Uncovering Vulnerabilities of LLM-Assisted Cyber Threat Intelligence

Large language models (LLMs) are increasingly used to help security analysts manage the surge of cyber threats, automating tasks from vulnerability assessment to incident response. Yet in operational CTI workflows, reliability gaps remain substantial. Existing explanations often point to generic model issues (e.g., hallucination), but we argue the dominant bottleneck is the threat landscape itself: CTI is heterogeneous, volatile, and fragmented. Under these conditions, evidence is intertwined, crowdsourced, and temporally unstable, which are properties that standard LLM-based studies rarely capture. In this paper, we present a comprehensive empirical study of LLM vulnerabilities in CTI reasoning. We introduce a human-in-the-loop categorization framework that robustly labels failure modes across the CTI lifecycle, avoiding the brittleness of automated “LLM-as-a-judge” pipelines. We identify three domain-specific cognitive failures: spurious correlations from superficial metadata, contradictory knowledge from conflicting sources, and constrained generalization to emerging threats. We validate these mechanisms via causal interventions and show that targeted defenses reduce failure rates significantly. Together, these results offer a concrete roadmap for building resilient, domain-aware CTI agents.

💡 Research Summary

The paper conducts a comprehensive investigation of large language model (LLM) vulnerabilities specific to cyber threat intelligence (CTI) workflows. Recognizing that CTI is inherently heterogeneous, volatile, and fragmented, the authors argue that traditional LLM shortcomings such as hallucination only explain part of the performance gap; the dominant bottleneck lies in the nature of the threat landscape itself. To study this, they assemble a large‑scale evaluation suite covering the entire CTI lifecycle—contextualization, attribution, prediction, and mitigation—by combining established benchmarks (CTIBench, SevenLLM‑Bench, SWE‑Bench, CyberTeam) with real‑world feeds from NVD, vendor advisories, and dark‑web forums, resulting in over 100,000 annotated instances.

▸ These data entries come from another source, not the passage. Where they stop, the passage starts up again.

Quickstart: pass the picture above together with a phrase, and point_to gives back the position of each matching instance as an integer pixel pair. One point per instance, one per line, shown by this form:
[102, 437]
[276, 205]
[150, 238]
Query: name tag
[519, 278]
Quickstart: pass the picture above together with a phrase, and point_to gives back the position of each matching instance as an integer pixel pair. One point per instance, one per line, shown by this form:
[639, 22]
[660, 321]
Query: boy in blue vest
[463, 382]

A key methodological contribution is a human‑in‑the‑loop, autoregressive labeling framework that replaces unreliable “LLM‑as‑a‑judge” pipelines. Human reviewers validate and correct automatically generated failure tags, achieving >92 % labeling accuracy while keeping manual effort manageable. Using this robust labeling, the authors identify three domain‑specific cognitive failure modes: (1) spurious correlations arising from superficial metadata (e.g., co‑mention bias, hierarchical attack‑chain cues); (2) contradictory knowledge caused by conflicting sources across time, format, or semantics; and (3) constrained generalization where models overfit to historic patterns and fail on emerging or zero‑day threats.

Each failure type is linked to concrete CTI tasks: spurious correlations distort evidence retrieval and attribution; contradictory knowledge breaks entity linking and graph construction; limited generalization harms exploit‑likelihood prediction and mitigation recommendation. The authors perform causal interventions—evidence filtering, temporal weighting, source‑reliability re‑scoring, and domain‑adaptive fine‑tuning—to mitigate the identified weaknesses. Empirical results show a consistent reduction in failure rates, with average improvements of 12 percentage points and the largest gains observed for spurious correlations (‑18 pp), contradictory knowledge (‑15 pp), and generalization limits (‑13 pp).

Finally, the paper releases code and datasets to facilitate reproducibility, discusses remaining challenges such as labeling cost and the need for continuous threat‑feed pipelines, and outlines a roadmap for building resilient, domain‑aware LLM‑based CTI agents.